Zu 3: Die Funktion des Bundes ist bereits eingangs skizziert. Soweit die Frage auf die Einflussmöglichkeiten des Landes abstellt, sind diese eng begrenzt auf Nahverkehrsprojekte, weil das Land hier

und nur hier regelmäßig gegenfinanziert. Im Übrigen beschränken sich die Möglichkeiten des Landes darauf, die Aktivitäten der Bahn kontinuierlich zu begleiten, um Interessen des Landes einbringen und Abläufe koordinieren zu können.

Anlage 2

Antwort

des Kultusministeriums auf die Frage 6 der Abg. Johanne Modder und Hans-Werner Pickel (SPD):

Schulreform gibt auf unseren Inseln Probleme

In der Nordwest-Zeitung vom 28. April 2003 regt Kultusminister Bernd Busemann eine Insel-Konferenz in Sachen Schulangelegenheiten an. Auf dieser Konferenz soll darüber gesprochen werden, wie Sonderregelungen für die Inseln wegen der Veränderung im Schulsystem aussehen könnten. Hintergrund für die Sonderregelung ist, dass die geplante Abschaffung der Orientierungsstufe und die Sortierung der Kinder bereits nach der vierten Klasse zu großen Problemen auf den Inseln führen werden.

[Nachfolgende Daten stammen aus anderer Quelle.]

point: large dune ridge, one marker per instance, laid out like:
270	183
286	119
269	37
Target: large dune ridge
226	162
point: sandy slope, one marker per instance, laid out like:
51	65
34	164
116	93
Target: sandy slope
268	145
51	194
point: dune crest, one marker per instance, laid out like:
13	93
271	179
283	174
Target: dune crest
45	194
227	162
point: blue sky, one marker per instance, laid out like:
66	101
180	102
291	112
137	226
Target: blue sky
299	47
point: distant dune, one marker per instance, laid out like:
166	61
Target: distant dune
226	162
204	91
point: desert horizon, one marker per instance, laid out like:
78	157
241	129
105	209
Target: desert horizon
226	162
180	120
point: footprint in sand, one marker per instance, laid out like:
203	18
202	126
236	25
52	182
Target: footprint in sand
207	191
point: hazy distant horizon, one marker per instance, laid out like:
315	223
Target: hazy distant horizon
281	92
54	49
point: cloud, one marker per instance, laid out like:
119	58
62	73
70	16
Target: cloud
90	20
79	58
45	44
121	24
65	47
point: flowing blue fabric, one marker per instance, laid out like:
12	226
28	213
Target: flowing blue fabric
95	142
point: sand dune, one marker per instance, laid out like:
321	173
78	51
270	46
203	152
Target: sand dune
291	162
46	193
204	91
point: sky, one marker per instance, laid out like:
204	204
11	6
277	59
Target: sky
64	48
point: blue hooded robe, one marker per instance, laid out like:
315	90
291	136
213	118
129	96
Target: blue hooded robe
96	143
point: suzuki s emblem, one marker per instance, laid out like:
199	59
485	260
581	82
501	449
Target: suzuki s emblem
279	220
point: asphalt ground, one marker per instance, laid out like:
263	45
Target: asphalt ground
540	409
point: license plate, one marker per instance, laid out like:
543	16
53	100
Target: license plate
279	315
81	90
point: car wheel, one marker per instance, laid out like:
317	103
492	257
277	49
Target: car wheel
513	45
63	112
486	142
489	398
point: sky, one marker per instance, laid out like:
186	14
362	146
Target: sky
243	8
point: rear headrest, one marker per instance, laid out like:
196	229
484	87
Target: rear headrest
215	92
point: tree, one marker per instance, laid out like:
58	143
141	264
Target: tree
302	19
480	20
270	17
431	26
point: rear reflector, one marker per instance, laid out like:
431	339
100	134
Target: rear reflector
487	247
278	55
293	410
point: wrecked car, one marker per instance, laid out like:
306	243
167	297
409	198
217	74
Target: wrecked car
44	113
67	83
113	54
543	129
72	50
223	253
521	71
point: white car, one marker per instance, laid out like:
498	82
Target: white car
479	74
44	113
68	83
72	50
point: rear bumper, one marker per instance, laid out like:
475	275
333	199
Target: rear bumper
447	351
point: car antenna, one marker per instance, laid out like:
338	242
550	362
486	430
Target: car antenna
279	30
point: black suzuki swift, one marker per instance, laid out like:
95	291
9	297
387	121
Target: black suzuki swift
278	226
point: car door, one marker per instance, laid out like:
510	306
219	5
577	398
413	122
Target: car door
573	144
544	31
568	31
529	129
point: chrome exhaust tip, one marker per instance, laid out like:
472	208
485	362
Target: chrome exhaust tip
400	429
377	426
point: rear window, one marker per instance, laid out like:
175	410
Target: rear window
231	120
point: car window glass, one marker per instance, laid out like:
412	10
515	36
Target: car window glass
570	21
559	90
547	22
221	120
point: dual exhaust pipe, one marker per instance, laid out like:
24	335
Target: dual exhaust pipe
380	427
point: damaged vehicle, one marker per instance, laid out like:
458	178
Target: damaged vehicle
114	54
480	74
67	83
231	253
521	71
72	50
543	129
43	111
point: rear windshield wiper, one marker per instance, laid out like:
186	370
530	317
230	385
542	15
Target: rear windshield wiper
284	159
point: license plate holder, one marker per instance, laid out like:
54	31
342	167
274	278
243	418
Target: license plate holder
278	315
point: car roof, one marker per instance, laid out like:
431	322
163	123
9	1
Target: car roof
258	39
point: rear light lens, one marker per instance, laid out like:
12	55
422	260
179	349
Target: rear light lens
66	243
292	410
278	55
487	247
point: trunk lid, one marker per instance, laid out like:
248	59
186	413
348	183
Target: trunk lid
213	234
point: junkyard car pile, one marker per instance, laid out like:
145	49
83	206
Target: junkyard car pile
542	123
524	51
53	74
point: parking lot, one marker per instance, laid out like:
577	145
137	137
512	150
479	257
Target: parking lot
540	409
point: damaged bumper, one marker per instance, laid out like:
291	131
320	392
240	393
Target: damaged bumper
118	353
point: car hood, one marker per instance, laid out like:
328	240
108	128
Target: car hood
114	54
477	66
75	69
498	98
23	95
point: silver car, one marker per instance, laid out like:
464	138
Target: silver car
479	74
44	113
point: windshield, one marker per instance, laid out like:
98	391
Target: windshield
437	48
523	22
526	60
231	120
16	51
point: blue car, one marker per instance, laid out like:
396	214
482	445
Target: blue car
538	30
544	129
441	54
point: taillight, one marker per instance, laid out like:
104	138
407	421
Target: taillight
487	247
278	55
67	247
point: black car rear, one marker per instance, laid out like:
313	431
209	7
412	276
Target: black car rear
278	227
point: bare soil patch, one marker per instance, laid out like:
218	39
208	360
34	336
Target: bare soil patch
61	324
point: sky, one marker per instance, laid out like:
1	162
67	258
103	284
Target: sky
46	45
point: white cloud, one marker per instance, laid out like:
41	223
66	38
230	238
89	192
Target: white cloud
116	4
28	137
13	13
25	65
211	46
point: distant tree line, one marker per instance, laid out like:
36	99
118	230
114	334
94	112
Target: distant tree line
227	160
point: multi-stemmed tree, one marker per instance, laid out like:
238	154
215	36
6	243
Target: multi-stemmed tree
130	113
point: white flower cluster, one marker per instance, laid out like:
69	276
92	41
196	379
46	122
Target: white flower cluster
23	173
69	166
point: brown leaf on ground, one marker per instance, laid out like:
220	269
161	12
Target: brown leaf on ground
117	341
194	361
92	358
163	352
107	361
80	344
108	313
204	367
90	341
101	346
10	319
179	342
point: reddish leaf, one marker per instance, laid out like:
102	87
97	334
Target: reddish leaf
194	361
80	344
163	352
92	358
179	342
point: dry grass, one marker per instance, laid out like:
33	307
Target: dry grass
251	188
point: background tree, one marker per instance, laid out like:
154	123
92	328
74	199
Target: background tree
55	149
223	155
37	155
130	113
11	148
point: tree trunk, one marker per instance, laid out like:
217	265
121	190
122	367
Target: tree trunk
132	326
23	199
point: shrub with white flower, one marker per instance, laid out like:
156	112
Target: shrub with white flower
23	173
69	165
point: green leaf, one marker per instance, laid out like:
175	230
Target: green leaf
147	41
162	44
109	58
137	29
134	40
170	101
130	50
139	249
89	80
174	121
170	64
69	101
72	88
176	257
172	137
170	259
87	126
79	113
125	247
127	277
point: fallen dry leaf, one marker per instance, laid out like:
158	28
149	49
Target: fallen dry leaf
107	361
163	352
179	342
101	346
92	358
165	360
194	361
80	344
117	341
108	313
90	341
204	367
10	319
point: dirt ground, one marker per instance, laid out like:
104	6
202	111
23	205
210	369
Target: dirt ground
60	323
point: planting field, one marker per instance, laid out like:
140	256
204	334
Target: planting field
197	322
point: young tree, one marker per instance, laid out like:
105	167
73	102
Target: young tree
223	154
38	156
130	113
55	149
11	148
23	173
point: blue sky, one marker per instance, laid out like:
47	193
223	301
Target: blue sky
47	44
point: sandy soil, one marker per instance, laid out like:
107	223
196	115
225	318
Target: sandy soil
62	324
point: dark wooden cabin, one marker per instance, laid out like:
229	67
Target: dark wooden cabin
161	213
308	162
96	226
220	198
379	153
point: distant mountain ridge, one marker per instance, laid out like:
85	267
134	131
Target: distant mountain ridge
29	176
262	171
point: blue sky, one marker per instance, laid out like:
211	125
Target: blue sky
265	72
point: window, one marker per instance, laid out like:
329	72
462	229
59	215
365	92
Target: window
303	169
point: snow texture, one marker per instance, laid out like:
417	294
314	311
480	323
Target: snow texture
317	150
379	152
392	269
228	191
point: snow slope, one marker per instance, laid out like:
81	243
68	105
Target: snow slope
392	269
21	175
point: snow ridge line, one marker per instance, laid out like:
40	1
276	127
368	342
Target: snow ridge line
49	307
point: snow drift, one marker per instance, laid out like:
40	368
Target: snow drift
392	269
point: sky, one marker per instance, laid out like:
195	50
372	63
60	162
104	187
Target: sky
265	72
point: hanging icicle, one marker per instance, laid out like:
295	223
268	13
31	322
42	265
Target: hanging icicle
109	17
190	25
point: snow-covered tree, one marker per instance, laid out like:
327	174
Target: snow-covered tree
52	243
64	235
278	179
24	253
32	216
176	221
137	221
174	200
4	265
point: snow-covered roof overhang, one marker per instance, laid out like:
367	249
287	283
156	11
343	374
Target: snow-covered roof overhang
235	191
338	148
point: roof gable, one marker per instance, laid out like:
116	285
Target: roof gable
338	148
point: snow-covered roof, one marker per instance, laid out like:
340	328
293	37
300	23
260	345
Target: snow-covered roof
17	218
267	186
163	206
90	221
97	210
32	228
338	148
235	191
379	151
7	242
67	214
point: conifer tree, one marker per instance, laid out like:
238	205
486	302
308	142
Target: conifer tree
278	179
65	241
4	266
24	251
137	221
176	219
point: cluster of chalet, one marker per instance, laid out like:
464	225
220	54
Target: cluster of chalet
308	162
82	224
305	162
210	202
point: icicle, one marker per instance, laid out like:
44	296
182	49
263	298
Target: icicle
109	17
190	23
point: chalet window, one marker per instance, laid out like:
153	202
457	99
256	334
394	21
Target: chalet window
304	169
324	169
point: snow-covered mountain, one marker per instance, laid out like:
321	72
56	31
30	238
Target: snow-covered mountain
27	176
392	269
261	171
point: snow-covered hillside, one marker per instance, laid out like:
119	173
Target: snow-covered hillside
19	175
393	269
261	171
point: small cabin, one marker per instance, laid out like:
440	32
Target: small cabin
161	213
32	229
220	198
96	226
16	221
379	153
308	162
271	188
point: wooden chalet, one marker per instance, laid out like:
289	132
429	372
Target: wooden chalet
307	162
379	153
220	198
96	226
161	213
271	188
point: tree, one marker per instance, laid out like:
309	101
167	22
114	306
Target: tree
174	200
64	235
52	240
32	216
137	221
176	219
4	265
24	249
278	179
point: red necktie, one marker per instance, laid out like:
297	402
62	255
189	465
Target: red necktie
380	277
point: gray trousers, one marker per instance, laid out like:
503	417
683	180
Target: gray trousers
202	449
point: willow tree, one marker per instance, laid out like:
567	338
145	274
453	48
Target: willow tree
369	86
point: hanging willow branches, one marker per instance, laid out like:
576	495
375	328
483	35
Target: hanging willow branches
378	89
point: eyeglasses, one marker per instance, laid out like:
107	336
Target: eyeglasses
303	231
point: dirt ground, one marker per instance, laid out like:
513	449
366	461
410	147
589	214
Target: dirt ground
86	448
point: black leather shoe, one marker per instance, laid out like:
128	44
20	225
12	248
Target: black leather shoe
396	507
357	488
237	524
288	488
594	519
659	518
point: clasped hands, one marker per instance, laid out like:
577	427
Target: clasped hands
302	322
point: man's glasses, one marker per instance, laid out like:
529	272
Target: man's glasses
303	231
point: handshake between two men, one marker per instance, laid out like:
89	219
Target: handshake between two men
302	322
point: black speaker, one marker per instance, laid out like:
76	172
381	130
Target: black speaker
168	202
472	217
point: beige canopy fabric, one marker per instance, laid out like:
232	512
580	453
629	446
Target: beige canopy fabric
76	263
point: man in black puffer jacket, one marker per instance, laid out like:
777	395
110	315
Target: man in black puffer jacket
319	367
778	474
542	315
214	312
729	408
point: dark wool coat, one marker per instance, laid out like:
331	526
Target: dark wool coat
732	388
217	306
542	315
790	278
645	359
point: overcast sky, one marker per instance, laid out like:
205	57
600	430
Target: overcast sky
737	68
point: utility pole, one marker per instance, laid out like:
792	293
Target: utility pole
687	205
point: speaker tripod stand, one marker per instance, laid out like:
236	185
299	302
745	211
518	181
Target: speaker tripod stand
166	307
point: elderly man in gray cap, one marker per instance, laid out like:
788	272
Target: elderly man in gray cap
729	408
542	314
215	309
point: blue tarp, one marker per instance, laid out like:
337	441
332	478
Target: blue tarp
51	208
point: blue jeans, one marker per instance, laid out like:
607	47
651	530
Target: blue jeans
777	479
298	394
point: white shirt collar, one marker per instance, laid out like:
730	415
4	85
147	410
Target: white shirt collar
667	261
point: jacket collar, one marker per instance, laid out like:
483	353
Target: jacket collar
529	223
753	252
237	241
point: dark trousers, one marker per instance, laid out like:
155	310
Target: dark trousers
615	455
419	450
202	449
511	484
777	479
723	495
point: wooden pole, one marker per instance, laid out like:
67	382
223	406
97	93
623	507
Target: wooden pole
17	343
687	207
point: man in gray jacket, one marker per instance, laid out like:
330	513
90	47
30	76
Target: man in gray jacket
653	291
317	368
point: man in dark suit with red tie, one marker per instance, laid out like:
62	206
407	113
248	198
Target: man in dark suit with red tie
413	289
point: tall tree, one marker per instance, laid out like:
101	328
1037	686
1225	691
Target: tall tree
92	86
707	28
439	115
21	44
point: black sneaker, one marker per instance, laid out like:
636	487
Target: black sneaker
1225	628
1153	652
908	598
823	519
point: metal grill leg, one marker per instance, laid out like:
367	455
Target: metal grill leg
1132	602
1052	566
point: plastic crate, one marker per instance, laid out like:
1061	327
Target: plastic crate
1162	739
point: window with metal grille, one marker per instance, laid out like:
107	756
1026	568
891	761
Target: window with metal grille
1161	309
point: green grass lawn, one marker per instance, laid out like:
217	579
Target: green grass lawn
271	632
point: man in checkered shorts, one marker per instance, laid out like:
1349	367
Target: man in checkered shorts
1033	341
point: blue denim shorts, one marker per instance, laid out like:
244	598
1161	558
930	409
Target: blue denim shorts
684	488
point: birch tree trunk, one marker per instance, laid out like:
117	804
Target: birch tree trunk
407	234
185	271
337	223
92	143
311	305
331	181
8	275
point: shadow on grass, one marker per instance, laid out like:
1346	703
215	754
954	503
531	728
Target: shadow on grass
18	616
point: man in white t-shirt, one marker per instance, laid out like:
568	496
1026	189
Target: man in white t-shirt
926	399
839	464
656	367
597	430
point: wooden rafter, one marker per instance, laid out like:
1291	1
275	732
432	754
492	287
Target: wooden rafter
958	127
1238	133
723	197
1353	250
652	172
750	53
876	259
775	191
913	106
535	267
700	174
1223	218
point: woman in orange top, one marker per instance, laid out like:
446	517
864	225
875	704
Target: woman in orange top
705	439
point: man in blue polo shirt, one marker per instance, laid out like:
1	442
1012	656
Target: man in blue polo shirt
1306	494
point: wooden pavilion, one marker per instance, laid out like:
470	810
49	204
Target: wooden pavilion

Wir fragen die Landesregierung:

1. Hat diese Insel-Konferenz bereits stattgefunden? Wenn nein, wann findet sie statt?

2. Welche konkreten Probleme stellen sich für die Inseln durch den Schulgesetzentwurf der Fraktionen der CDU und der FDP?

Die zentrale Aussage dieser Kleinen Anfrage lautet: „Schulreform gibt auf unseren Inseln Probleme“. Diese Aussage muss ich zunächst einmal relativieren. Probleme in der differenzierten Beschulung der Kinder und Jugendlichen hat es auf einem Teil der Inseln schon immer gegeben. Im Kern ging und geht es dabei darum, für sehr geringe Schülerzahlen ein differenziertes Bildungsangebot vorzuhalten. Die Erziehungsberechtigten der Schülerinnen und Schüler auf den Inseln wünschen –dies ist durchaus verständlich – eine möglichst lange Beschulung ihrer Kinder auf den Inseln und damit ein Angebot an weiterführenden Schulformen, das diese Beschulung sicher stellt. Die Abschaffung der Orientierungsstufe und die Einrichtung des gegliederten Schulwesens ab dem 5. Schuljahrgang erfordern jetzt neue Überlegungen.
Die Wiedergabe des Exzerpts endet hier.